Les violences qui déchirent la Somalie depuis plusieurs années, et en particulier Mogadiscio, la capitale, ont fait de ce pays l’un des plus dangereux du monde pour les travailleurs humanitaires, qui ont dû réduire leurs activités au minimum et s’en remettre à des personnels locaux de plus en plus souvent victimes de violences.

Les affrontements entre les factions, les barrages routiers tenus par des bandits armés, les enlèvements et les tueries qui ont lieu aux quatre coins du pays font que là où les opérations se poursuivent, le fonctionnement de l’aide dépend de plus en plus du personnel somalien, ont dit des travailleurs humanitaires.

Or selon un dossier d’information publié en 2006 par l’Overseas Development Institute, 78 pour cent des travailleurs humanitaires qui ont été victimes de ces violences en raison de leur travail sont des ressortissants des pays d’accueil – un nombre qui a plus que doublé entre 1997 et 2005.

« Le taux [de victimisation] chez les ressortissants internationaux est stable ou en déclin, tandis qu’il augmente chez les ressortissants nationaux, surtout dans les contextes les plus dangereux », peut-on lire dans le rapport.

La Somalie présente la pire des situations de ce type, selon le rapport. « En termes à la fois relatifs et absolus [et à l’exception de l’Irak en 2003-2004], la Somalie demeure le plus violent lieu d’opérations [pour les organismes] d’aide humanitaire », révèle le rapport.

L’ampleur des besoins et la gravité de la situation en matière de sécurité ont conduit à l’élaboration de différentes méthodes opérationnelles. Certains organismes privilégient par exemple une méthode parfois qualifiée d’approche « à distance ».

Ces organismes implantent leur personnel expatrié à l’extérieur du territoire somalien et leur personnel local est chargé, à lui seul, de mener les opérations sur le terrain lorsque la situation d’insécurité est grave. Malgré tout, certaines organisations ne prévoient pas de renforts de sécurité adéquats, selon certains travailleurs humanitaires locaux exerçant en Somalie.

De nombreuses organisations ont recruté des émigrants somaliens appartenant à la diaspora ou ont promu des ressortissants somaliens aux postes de cadres supérieurs.

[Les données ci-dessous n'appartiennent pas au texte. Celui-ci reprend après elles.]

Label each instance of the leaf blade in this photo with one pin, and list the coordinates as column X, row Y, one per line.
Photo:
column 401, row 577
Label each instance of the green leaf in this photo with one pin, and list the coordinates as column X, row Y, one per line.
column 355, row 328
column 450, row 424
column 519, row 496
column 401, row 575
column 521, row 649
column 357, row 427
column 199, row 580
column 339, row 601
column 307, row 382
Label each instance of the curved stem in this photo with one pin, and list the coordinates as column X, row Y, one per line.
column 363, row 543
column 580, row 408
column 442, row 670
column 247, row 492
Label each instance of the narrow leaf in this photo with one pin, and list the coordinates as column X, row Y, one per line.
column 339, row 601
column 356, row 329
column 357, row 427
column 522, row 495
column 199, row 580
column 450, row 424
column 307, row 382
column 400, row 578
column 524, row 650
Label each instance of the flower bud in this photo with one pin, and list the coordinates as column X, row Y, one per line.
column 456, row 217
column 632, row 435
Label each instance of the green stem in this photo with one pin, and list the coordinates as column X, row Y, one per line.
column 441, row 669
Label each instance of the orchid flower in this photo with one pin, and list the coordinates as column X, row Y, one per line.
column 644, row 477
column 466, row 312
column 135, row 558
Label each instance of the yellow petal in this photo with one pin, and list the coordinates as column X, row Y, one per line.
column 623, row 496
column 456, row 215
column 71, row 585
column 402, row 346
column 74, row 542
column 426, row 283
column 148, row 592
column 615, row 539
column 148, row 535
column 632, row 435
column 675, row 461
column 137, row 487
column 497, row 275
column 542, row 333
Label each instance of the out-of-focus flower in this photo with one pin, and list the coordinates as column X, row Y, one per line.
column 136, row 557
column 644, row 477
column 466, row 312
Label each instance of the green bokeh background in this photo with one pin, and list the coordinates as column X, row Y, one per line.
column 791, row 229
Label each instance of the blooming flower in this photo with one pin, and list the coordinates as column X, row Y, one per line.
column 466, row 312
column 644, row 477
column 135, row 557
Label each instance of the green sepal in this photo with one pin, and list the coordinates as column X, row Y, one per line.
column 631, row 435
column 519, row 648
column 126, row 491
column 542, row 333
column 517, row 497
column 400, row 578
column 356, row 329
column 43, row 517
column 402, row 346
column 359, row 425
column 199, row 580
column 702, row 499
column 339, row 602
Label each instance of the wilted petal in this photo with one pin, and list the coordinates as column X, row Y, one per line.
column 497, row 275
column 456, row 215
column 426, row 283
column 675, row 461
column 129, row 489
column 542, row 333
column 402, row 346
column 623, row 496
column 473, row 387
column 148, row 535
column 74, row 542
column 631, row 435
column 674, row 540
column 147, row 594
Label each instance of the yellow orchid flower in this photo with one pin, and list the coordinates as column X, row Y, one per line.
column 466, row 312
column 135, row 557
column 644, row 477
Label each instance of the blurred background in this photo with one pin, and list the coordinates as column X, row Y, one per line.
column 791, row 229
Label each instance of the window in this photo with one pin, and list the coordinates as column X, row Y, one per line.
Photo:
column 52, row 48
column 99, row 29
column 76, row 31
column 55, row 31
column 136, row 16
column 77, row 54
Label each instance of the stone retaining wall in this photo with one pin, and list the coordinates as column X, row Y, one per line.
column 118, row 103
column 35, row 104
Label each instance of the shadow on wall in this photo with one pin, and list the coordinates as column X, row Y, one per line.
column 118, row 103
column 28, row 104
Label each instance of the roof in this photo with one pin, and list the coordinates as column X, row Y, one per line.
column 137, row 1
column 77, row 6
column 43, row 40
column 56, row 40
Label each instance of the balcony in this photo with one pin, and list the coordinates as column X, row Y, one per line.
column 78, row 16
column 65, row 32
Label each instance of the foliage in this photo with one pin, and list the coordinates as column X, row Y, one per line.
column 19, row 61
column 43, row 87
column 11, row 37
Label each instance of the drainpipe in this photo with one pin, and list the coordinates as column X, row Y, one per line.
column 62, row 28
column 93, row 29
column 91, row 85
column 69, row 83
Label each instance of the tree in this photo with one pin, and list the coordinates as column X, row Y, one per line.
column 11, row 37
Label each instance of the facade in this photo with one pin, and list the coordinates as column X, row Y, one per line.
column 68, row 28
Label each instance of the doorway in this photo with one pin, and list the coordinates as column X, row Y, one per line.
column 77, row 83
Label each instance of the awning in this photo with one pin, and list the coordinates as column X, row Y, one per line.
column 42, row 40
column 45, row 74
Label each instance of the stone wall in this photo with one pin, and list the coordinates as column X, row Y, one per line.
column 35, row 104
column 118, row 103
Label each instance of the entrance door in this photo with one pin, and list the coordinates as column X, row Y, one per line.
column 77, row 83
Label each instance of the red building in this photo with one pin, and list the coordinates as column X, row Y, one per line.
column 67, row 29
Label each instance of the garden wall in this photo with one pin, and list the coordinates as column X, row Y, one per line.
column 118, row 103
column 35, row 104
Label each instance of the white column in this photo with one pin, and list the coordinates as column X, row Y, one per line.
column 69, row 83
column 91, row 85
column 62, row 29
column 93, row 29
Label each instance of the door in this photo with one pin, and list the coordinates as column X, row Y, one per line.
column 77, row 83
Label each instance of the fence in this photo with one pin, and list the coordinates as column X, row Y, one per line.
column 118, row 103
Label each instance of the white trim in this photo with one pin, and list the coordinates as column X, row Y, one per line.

Le personnel national met en oeuvre les opérations

D’autres privilégient ce qu’on appelle le « partenariat ». Ces organisations n’ont pas de personnel, ni national ni international, dans le pays. Elles mènent leurs opérations par l’intermédiaire d’organisations non gouvernementales locales, en majeure partie des groupes de la société civile.

« Dans la plupart des cas, nous opérons seuls, sans aucun renfort », a expliqué un Somalien, travaillant pour une organisation internationale. « De nombreux Somaliens travaillant auprès d’organisations internationales n’ont pas le droit d’être évacués ; le mieux que [ces organisations] puissent faire, c’est vous dire de vous rendre dans une autre ville et de vous faire discret en attendant que ça passe ».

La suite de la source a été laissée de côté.